SALT LAKE CITY, Utah – A family is sharing the tragic story of their daughter’s death to urge caution among drivers during Utah’s 100 Deadliest Days.
Memorial Day weekend marks the start of Utah’s 100 Deadliest Days, the period of time where traffic fatalities increase by 50 percent on Utah roadways.
For the Utah Department of Transportation and Utah Highway Patrol, the only acceptable goal is Zero Fatalities.
One family impacted by this kind of loss has shared their story, to urge caution among drivers.
“We had a family dinner Sunday night, everything normal… and not even 24-hours later she was gone,” said Martin Herrera, standing next to his wife, Eva Maria Herrera.
For them, the loss of their daughter, Maria Fernanda, was something they never expected.
“She wanted to do good in life… I know she had a bright future ahead,” said Martin, thinking about his daughter. “The way she died… it’s horrible.”
At the time, Maria was just 18-years-old. She was speeding to get home, but she never made it.
“There was another incident on the freeway and the freeway was closed," Martin said. “She was coming too fast into traffic and she had no time to stop,” he added.
Maria wasn’t wearing a seat belt. She swerved, hit a car, overcorrected the wheel and slammed into the back of a semi-truck; ultimately ejecting from her car. She died on impact.

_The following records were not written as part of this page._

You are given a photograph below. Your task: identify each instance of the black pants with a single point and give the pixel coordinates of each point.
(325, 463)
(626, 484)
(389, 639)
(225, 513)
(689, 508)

“That was the end of our lives,” Martin said. “Your heart feels empty,” he said, describing how he felt.
Now five years later, on what would have been her 24th birthday, they’re using her story to warn drivers during Utah’s 100 Deadliest Days.
“We don’t want anybody to go through that,” Martin said.

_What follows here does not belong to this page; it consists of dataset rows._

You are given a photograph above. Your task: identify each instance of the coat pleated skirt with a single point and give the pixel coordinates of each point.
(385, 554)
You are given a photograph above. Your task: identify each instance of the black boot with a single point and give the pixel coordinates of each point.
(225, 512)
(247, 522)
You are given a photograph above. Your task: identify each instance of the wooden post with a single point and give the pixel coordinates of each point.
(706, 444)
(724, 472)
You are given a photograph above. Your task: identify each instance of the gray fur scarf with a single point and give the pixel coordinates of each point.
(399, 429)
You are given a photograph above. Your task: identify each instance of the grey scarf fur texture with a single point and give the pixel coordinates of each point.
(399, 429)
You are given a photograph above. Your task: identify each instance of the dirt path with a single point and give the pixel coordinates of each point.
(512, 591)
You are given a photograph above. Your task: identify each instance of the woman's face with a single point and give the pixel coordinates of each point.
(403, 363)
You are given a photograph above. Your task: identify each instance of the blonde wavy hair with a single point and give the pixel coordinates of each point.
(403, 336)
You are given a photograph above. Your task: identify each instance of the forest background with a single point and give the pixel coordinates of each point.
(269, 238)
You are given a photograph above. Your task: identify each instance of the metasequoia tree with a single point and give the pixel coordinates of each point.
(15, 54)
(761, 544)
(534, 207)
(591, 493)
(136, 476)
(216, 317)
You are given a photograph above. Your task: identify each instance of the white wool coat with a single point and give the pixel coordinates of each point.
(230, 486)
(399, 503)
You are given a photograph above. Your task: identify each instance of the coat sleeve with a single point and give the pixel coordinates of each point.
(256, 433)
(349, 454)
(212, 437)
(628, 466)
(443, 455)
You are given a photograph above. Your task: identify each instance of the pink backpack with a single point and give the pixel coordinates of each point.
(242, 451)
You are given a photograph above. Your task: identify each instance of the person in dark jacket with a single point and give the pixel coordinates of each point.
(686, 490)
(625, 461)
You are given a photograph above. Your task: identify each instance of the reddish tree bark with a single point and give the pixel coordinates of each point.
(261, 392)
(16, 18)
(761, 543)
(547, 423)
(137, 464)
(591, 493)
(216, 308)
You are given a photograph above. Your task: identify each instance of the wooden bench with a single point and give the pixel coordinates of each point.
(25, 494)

John Gleason of the Utah Department of Transportation echoed that plea for caution.
“It really is the most dangerous thing that most of us will do is get behind the wheel every day, but it’s something that all of us take for granted because we do it so often,” he said.
Over the last four years, Utah has seen nearly 400 fatalities just during these summer months.
“Road conditions are typically good, so we become a little bit more complacent,” Gleason said.
“Speeds increase, the amount of miles traveled increase,” said Lt. Todd Royce with Utah Highway Patrol.
In 2014 there were 97 deaths, in 2015 there were 110, in 2016 there were 94 and just last summer in 2017 we saw 90 fatalities during the '100 Deadliest Days."
“Watch your speed, wear your seatbelt, make sure you’re not drinking and driving, put the distractions away, get plenty of sleep… those five factors, those five right there account for the vast majority of the fatal crashes we see,” Lt. Royce said.
This Memorial Day Zero Fatalities is urging drivers to use caution.
“We do everything we can to make our roads as safe as possible, but 94 percent of the fatal crashes are a result of human error,” Gleason said.
“If we can each do one thing, then that’s going to help us get to where we need to be as a state and help us reach our goal of Zero Fatalities,” Gleason added.
“If you’ve got the tendency to speed, please slow down," Royce said. "If you have a tendency to text and drive, please put the phone down. If you have a tendency to drive impaired: don’t."
So another family doesn’t have to feel the pain like Maria’s.
“Come home… come home,” Martin said.
“We’re waiting for her. We were waiting for her that night, we’re still waiting for her,” he added.
UHP said there will be increased enforcement for this holiday weekend,
“If you make the bad choice to drive distracted, to speed or pull out your phone to text or drive impaired, we’re going to be there to stop you,” said Lt. Royce.
“We hope we don’t get to that point; we hope you make the good decisions to drive safely,” he added.